En also taught me the fine art of faking it until you make it and, even better, that when you screw up, laugh if off and own it (I even created a special dance for when I make mistakes. When I make mistakes outside of dance class, I do the dance in my head). I don’t know what it was about these classes, but they helped me not be so damn serious. And when I had an awful day, dancing it out to some moderately vulgar hip hop really made things better.

Because her classes were challenging and entertaining, there were a lot of people who became regulars. Some seriously quality people. Some have come and gone, but I’ve made some dear friends along the way. We’ve gotten into the best kinds of trouble in and out of class together.

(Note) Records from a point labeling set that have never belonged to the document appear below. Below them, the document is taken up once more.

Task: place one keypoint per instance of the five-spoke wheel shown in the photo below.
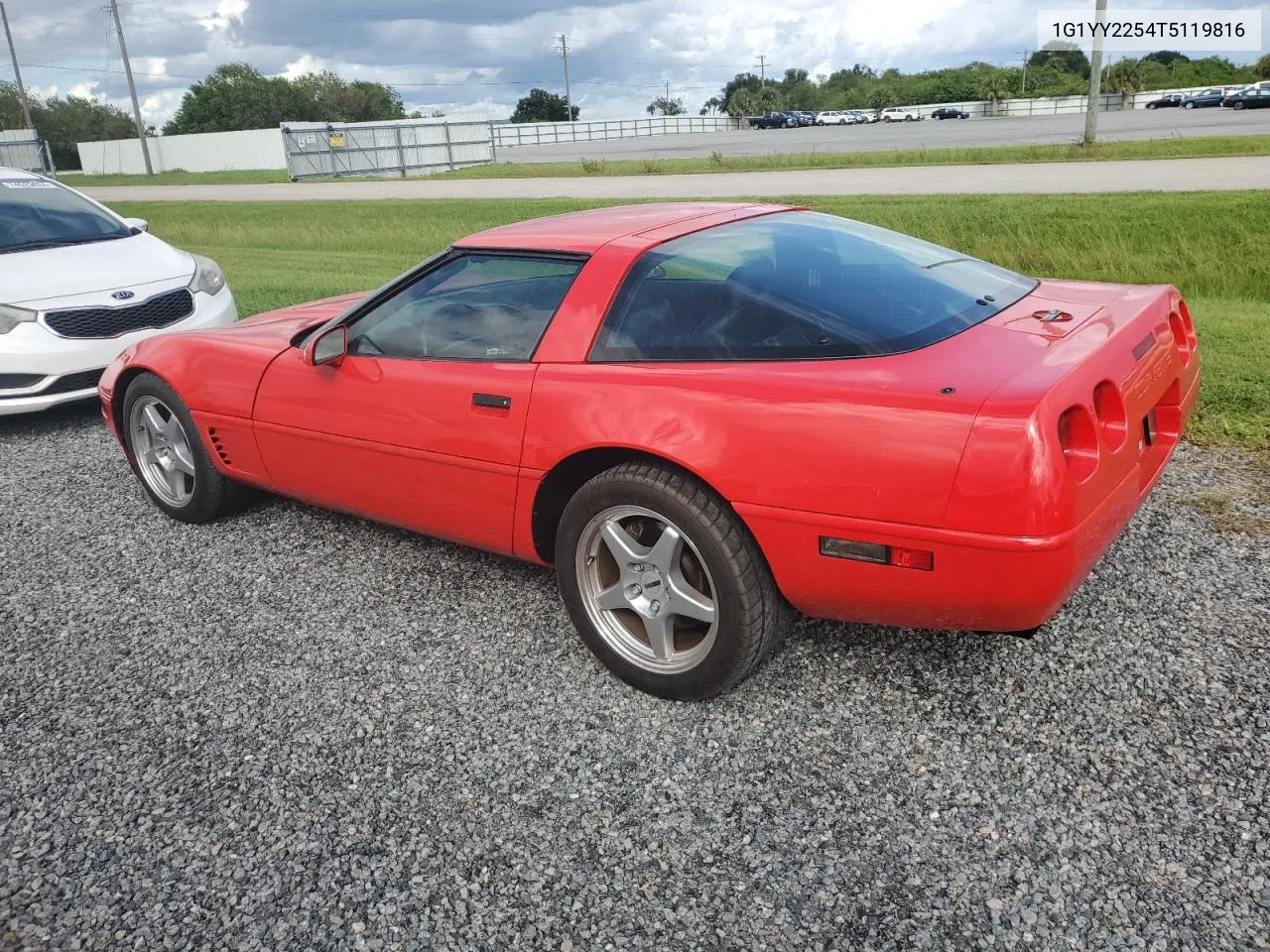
(647, 589)
(168, 454)
(665, 583)
(162, 447)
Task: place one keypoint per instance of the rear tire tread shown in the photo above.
(763, 611)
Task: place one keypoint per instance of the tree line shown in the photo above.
(1056, 70)
(239, 96)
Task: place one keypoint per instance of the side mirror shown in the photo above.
(327, 347)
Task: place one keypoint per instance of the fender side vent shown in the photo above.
(217, 444)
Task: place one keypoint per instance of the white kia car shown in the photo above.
(79, 284)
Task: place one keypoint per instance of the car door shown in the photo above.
(421, 422)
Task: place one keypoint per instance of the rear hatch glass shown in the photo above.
(795, 286)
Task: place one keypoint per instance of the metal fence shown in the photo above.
(199, 151)
(380, 149)
(509, 135)
(24, 149)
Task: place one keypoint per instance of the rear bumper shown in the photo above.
(978, 581)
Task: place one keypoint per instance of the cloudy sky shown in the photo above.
(477, 56)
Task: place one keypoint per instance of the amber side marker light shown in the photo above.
(876, 553)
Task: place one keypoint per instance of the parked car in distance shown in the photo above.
(1206, 99)
(79, 284)
(699, 414)
(1248, 99)
(770, 121)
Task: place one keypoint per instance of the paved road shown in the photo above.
(1153, 176)
(929, 134)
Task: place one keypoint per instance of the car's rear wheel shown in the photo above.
(666, 584)
(169, 457)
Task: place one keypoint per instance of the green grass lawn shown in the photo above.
(1210, 245)
(1196, 148)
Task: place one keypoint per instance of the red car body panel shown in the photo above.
(952, 449)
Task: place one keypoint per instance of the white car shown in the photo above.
(899, 113)
(79, 284)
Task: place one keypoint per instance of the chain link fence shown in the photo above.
(324, 150)
(24, 149)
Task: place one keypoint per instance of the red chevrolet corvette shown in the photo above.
(702, 416)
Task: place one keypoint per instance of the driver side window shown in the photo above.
(472, 307)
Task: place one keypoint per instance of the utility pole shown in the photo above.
(17, 72)
(1026, 56)
(1091, 107)
(564, 55)
(132, 87)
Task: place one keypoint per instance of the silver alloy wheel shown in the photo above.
(647, 589)
(163, 452)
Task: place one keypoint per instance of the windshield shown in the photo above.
(798, 285)
(40, 213)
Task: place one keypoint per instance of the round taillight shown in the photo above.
(1079, 440)
(1110, 413)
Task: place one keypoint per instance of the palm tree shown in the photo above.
(1124, 79)
(994, 86)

Last year, these classes taught me something I never would have predicted. I learned that even in the darkest days of depression, dancing with your friends for an hour can be enough to keep you held together for another day. Having something like that in your life, even if only for a little while can sometimes be the difference between sinking and swimming.

As you may have guessed by all this reflection, this dancing ritual is about to come to an end. En is moving away and while I know I’ll keep dancing, it is the end of an era. Tonight is our last dance class and obviously I’m heartbroken. I knew it couldn’t have gone on forever (at some point my body was going to make it clear that we are simply to old for such silliness  – note: we’re not even close to there yet), but it would have been okay if it had lasted a few years more.

What I feel most is gratitude. For five years, my Tuesday and Thursday nights have been about doing something I love with people I really enjoy. That’s over 500 hours of dancing my ass off. And while it may never be the same as dancing with En and the other girls, I’m take the attitude I learned there with me wherever I go.

Thanks for everything En.


  1. I love this post. I was very afraid you were about to say you couldn’t dance anymore because of your knee or some other injury. So glad that’s not it, but sad that you’re losing your teacher.

    I hope someday to return to my favorite Zumba teacher, whose name happens to be Isis.